Greetings! We’re Clara Hagens, Marianna Hensley and Guy Sharrock, Advisors in the MEAL (Monitoring, Evaluation, Accountability and Learning) team with Catholic Relief Services (CRS). Building on our previous blog dated October 20, Embracing an Organizational Approach to ECB, we’d like to describe the next step in our ongoing MEAL capacity building journey: the development of MEAL competencies.

Having embarked on embedding a set of MEAL policies and procedures (MPP) in agency program operations, our ensuing ambition has been to make explicit the set of defined competencies required to ensure MPP compliance. Policy 5 states that, “CRS supports its staff and partners to advance the knowledge, skills, attitudes, and experiences necessary to implement high quality utilization-focused MEAL systems in a variety of contexts.” Thus, the MEAL procedures require that MEAL and other program staff receive sufficient direction and support to build MEAL competencies in a coherent, directed and structured manner that will enable and equip them to implement the MPP.
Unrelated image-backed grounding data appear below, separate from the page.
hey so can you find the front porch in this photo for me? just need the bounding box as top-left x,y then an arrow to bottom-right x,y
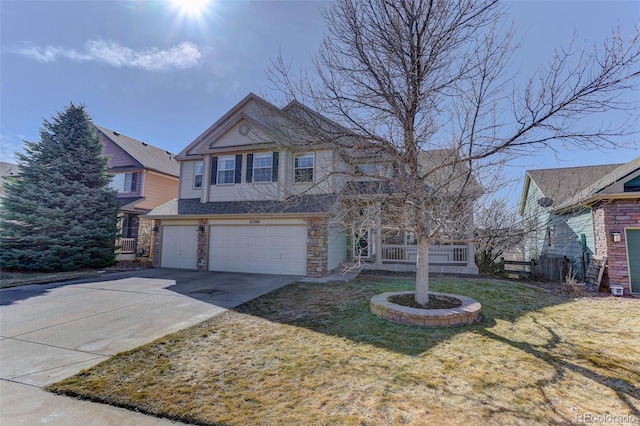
114,212 -> 154,261
355,229 -> 479,275
115,237 -> 136,261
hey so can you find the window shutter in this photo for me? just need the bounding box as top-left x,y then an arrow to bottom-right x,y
235,154 -> 242,184
211,157 -> 218,185
130,172 -> 137,192
246,154 -> 253,183
272,152 -> 279,182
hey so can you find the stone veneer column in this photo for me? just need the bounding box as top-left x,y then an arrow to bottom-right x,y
137,217 -> 152,258
307,218 -> 328,278
151,219 -> 161,267
197,218 -> 208,271
593,199 -> 640,294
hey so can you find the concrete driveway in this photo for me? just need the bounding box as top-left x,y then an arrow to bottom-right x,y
0,269 -> 300,425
What are the expected benefits? The MPP enable staff to know unambiguously the agency’s expectations with regard to quality MEAL; the accompanying MEAL competencies provide a route map that enables colleagues to seek opportunities to learn and grow in their MEAL knowledge and skills, and, ultimately, their careers with CRS. With this greater clarity and structure, our hope is to impact positively on staff retention (see Top 10 Ways to Retain Your Great Employees). Our next challenge will be to develop a MEAL curriculum that supports those staff who wish to acquire the necessary MEAL capacities.

Hot Tips:

  1. MEAL competencies are pertinent to more than just MEAL specialists. It is vital that many non-MEAL colleagues, including program managers and those overseeing higher-level programming acquire at least basic, possibly more advanced, understanding of MEAL. A MEAL competencies model sets different levels of minimum attainment depending on the specific job position.
  2. Creating an ICT-enabled MEAL competencies self-assessment tool works wonders for staff interest! Early experiences from one region indicates that the deployment of an online solution that generated confidential individual reports that could be discussed with supervisors along with aggregate country-level reports, was very popular and boosted staff willingness to engage with the MEAL competencies initiative.

Lessons Learned:

  1. Work with experts. There is a deep body of knowledge around competencies, and how to write them for different levels of attainment (e.g. Blooms Taxonomy Action Verbs), so avoid reinventing the wheel!
  2. MEAL competencies self-assessment data can be anonymized and aggregated at different levels in the organization. This can reveal where agency capacity strengths and gaps exist so as to support recruitment and onboarding processes, and where there may be opportunities for using existing in-house talent as resource personnel.